Wildlife Protection Act 1972 was passed on August 21, 1972, but was later implemented on September 9, 1972. This act prohibits the capturing, killing, poisoning or trapping of wild animals It extends to the whole of India except the State of Jammu and Kashmir.
- Prohibition of hunting
- Protection and management of wildlife habitats
- Establishment of protected areas Regulation and control of trade in parts and products derived from wildlife
- Management of zoos
What does this act include?
- Wildlife Protection Act 1972 (WLPA) prohibits the injuring, destroying and removing any part of a wild animals body
- In the case of wild birds and reptiles, the act also forbids disturbing or damaging their eggs
- WLPA is also against taxidermy,which is the preservation of a dead wild animal as a trophy, or in the form of rugs, preserved skins, antlers, horns, eggs, teeth, and nails
Punishments under the Act
Penalties for any violation under this act can be carried out by agencies like:
- The Police
- The Central Bureau of Investigation
- The forest department
- The customs
Charge sheets are filed by the Forest Department and other agencies who encounter violators, then usually hand over their case to the Forest Department.
Wildlife Protection Amendment Act 2002
This amendment for this act was made in 2002 but came into force in January 2003 and under it, the punishment for defaulters is harsher.
If someone is caught in the process of trade of animal trophies and other articles derived from wild animals they will be subjected to three years of imprisonment and/or a fine of Rs. 25,000/-
Wildlife Protection Amendment Act 2006
The act was amended in the year 2006 and its purpose is to strengthen the conservation of tigers and other endangered species by combating crimes against them through the special Crime Control Bureau.
The Wild Life Protection (Amendment) Bill, 2013
The Wild Life (Protection) Amendment Bill, 2013 was introduced in the Rajya Sabha on August 5, 2013. The Bill has been referred to the Standing Committee on Environment and Forests.
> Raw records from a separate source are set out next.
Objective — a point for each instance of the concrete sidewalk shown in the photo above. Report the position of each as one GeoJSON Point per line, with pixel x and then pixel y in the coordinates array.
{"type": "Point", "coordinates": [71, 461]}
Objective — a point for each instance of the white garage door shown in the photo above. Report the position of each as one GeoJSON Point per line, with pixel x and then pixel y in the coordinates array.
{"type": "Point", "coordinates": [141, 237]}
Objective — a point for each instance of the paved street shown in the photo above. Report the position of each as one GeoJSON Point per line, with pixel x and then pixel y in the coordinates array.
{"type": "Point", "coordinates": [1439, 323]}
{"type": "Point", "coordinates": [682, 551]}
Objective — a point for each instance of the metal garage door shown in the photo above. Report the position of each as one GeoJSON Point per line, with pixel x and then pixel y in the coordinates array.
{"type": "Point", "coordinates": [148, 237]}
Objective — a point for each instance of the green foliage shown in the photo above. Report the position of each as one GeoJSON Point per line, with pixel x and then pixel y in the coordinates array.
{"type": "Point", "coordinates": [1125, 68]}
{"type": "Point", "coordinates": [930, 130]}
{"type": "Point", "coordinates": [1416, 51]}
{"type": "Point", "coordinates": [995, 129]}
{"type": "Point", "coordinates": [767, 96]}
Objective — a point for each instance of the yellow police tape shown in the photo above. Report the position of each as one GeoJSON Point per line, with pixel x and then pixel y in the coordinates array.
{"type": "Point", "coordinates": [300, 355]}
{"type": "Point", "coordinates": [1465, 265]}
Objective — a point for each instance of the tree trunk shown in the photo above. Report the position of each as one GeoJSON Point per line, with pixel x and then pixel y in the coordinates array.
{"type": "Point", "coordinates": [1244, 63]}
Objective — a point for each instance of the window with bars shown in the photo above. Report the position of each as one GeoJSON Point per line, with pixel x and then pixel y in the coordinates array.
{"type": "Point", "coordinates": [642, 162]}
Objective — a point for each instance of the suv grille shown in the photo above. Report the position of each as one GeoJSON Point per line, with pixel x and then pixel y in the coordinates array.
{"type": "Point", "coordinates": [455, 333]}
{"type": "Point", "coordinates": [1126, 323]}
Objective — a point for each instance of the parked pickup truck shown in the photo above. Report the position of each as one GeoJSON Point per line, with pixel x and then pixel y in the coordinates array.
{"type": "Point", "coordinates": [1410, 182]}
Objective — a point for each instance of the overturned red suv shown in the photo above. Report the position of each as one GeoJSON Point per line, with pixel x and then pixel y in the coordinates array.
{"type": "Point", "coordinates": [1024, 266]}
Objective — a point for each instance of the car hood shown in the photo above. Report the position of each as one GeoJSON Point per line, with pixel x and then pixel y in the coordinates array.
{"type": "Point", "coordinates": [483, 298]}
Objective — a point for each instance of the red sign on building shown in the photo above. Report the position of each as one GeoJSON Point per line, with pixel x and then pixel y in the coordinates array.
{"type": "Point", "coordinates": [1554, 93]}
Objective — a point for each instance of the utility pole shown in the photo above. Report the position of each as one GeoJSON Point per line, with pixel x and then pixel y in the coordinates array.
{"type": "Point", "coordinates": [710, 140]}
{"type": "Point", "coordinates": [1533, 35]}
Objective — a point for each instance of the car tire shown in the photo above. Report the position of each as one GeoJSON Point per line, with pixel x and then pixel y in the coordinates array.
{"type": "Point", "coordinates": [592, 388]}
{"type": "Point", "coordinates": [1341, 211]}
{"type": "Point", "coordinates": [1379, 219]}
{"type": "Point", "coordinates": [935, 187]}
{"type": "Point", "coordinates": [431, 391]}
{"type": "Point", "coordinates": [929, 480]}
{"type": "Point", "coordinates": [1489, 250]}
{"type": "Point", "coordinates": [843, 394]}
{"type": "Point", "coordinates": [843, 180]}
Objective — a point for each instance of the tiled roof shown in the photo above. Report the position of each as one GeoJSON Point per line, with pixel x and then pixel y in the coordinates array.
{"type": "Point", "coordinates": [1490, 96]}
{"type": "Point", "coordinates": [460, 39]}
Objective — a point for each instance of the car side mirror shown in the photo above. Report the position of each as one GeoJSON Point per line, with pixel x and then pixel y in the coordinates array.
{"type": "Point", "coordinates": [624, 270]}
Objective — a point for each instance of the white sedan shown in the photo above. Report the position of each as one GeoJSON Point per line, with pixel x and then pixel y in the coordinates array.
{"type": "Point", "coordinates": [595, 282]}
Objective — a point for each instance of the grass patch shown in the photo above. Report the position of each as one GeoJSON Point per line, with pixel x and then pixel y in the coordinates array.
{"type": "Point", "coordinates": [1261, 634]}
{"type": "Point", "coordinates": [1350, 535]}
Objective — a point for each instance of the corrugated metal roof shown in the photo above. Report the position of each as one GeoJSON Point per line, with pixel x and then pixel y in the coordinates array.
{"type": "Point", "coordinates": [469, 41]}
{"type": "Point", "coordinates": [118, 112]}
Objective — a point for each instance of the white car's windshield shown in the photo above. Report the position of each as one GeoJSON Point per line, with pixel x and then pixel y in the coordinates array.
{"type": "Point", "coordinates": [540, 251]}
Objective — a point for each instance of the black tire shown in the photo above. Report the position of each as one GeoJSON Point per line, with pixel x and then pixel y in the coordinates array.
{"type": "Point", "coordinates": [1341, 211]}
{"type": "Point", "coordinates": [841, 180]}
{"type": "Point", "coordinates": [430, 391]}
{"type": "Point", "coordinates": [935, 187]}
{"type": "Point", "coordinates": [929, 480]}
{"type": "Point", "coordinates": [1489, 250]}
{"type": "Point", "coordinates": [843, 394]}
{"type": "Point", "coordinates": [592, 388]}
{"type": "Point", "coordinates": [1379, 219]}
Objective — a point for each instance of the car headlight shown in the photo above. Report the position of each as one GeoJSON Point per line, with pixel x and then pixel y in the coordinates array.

The Bill seeks to amend the Wild Life (Protection) Act, 1972. This Act provides for the protection and conservation of wild animals, birds and plants. It also covers the management of their habitats and regulation and control of trade or commerce linked to wild life.
According to the government, India is a party to the Convention on International Trade in Endangered Species of Wild Fauna and Flora (CITES) and amendments to the Act are necessary for India to fulfil its obligations under the CITES. The key amendments made by the Bill are:
- The manufacture, sale, transport or use of animal traps except for educational and scientific purposes (with permission) is prohibited.
- Under the Act, destruction, exploitation or removal of any wildlife including forest produce from a sanctuary is not permitted, except with a permit. The amendment allows certain activities such as grazing or movement of livestock, bona fide use of drinking and household water by local communities, and hunting under a permit.
- Provisions to regulate international trade in endangered species of wild fauna and flora as per the CITES have been inserted. A schedule listing out flora and fauna for purposes of regulation of international trade under CITES has been added.
- The Tiger and Other Endangered Species Crime Control Bureau has been changed to the Wild life Crime Control Bureau.
- The term of punishment and fines for commission of offences under the Act have been increased.
- The Bill protects the hunting rights of Scheduled Tribes in the Andaman and Nicobar Islands.